Please invite your friends to come out and listen to this speaker, as he is speaking aout a topic that we all struggle with.

 
A Silver Lining to the Economic Downturn

An alternative to panicking when GDP stops growing is to view it as a sign of maturity.  As with individual maturity, there comes a time for societies to stop growing, recognize their power and take responsibly for their impacts.

For all its mystification, an economic system is a system of mutual provision.  People have always done different things and traded with others.  The sense that we can only provide for each other when we have access to internationally traded money is an illusion with serious consequences.

Social and environmental factors play at least as great a role in maintaining well-being as do economic factors.  Socially, we need the skills to provide goods and services and we need social harmony so that we are willing and able to trade.  Environmentally, we need to respect ecological reality.

There are two ecological "laws" that we have to obey.  One is the law of the minimum, which implies that we cannot require resources in greater quantities than our planet offers; the second is the law of tolerance.  How much of our wastes and by-products can we tolerate?  How much can the environment that supports us tolerate?

Human activity has grown to fill the planet.  Continued growth is at our peril.

When we stop growing as individuals, it is not the end of the world.  Indeed, for most of us, life scarcely began before we reached physical maturity.  Even with physical growth at a stand still, we became better informed, more comfortable in ourselves and we developed the skills and relationships that define our lives.  The same can be true for civilization.

As our society matures, growing will cease to be a goal.  By seeking, instead, to find satisfaction in the richness of being human, we could change the nature of our species from a potentially terminal blight spreading over the Earth, to something much more suiting to our position amongst other living things.  We are able to reward three billion years of evolution by adding laughter, love, awe and wonder to a deep appreciation for the incredible accomplishments by which life has brought us to this point.

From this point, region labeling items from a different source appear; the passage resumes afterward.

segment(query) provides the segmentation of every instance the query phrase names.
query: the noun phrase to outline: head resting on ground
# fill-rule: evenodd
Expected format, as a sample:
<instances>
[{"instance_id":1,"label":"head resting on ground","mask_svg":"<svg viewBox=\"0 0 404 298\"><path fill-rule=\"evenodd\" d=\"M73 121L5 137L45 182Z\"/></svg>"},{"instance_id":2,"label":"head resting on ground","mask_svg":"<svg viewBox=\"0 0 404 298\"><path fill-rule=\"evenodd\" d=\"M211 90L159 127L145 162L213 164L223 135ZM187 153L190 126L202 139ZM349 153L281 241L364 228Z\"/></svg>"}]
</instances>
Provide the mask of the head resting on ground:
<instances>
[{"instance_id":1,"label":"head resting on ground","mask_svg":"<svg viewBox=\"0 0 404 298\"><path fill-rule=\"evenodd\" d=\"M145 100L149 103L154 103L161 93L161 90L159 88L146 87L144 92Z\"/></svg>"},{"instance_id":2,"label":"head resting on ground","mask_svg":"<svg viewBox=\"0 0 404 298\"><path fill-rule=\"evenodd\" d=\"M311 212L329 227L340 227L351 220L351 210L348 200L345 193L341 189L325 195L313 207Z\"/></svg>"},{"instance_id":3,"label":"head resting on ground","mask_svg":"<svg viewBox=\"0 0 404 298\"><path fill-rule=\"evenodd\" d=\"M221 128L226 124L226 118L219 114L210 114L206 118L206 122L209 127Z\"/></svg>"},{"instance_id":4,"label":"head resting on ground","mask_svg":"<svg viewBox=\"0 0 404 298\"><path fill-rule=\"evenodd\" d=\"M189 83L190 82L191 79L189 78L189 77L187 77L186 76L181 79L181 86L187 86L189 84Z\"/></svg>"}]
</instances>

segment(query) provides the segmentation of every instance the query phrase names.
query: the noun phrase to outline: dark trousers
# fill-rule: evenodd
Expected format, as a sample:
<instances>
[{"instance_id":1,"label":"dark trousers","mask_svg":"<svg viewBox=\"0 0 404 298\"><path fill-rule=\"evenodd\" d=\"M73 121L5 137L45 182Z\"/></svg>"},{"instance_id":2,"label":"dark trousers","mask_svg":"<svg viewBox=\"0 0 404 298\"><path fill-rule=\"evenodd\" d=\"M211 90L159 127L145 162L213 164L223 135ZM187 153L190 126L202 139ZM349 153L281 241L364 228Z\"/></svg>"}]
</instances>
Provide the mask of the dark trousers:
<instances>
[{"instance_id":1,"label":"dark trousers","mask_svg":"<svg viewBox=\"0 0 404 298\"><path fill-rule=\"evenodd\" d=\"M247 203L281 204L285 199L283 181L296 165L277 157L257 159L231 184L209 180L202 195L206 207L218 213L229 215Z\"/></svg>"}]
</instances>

A first step toward achieving a mature, sustainable society is to account for the social and environmental factors that accompany the economic aspects of well-being.  Such a "Genuine Progress Index" (GPI) would provide a much more accurate picture of our world and better decisions would result.
<http://www.SustainWellBeing.net/7GI/GPIfromLMI.html>

As long as we measure progress solely in terms of money, we will be subject to illusions like the financial meltdown of 2008.  Well-being is not so much about monetary expansion, as it is about knowledge, imagination, creativity, the quality of natural resources and good will.  Would we not be better off to strive for satisfaction with life, rather than the perpetual expansion of production and consumption?  We are, after all, human beings, not human havings.

We celebrate when our children grow.  If an adult continues to grow like a child, however, it is cause for serious concern.  Developing a healthy steady-state economy should be no more frightening than the prospect of becoming adult is for a teenager.  The silver lining to the economic downturn is the opportunity it offers to recognize that, as a  species, we have grown up.  We can let go of the impossible task of repeatedly doubling economic activity.  Our task would be to enjoy life and manage the material world as if the future matters.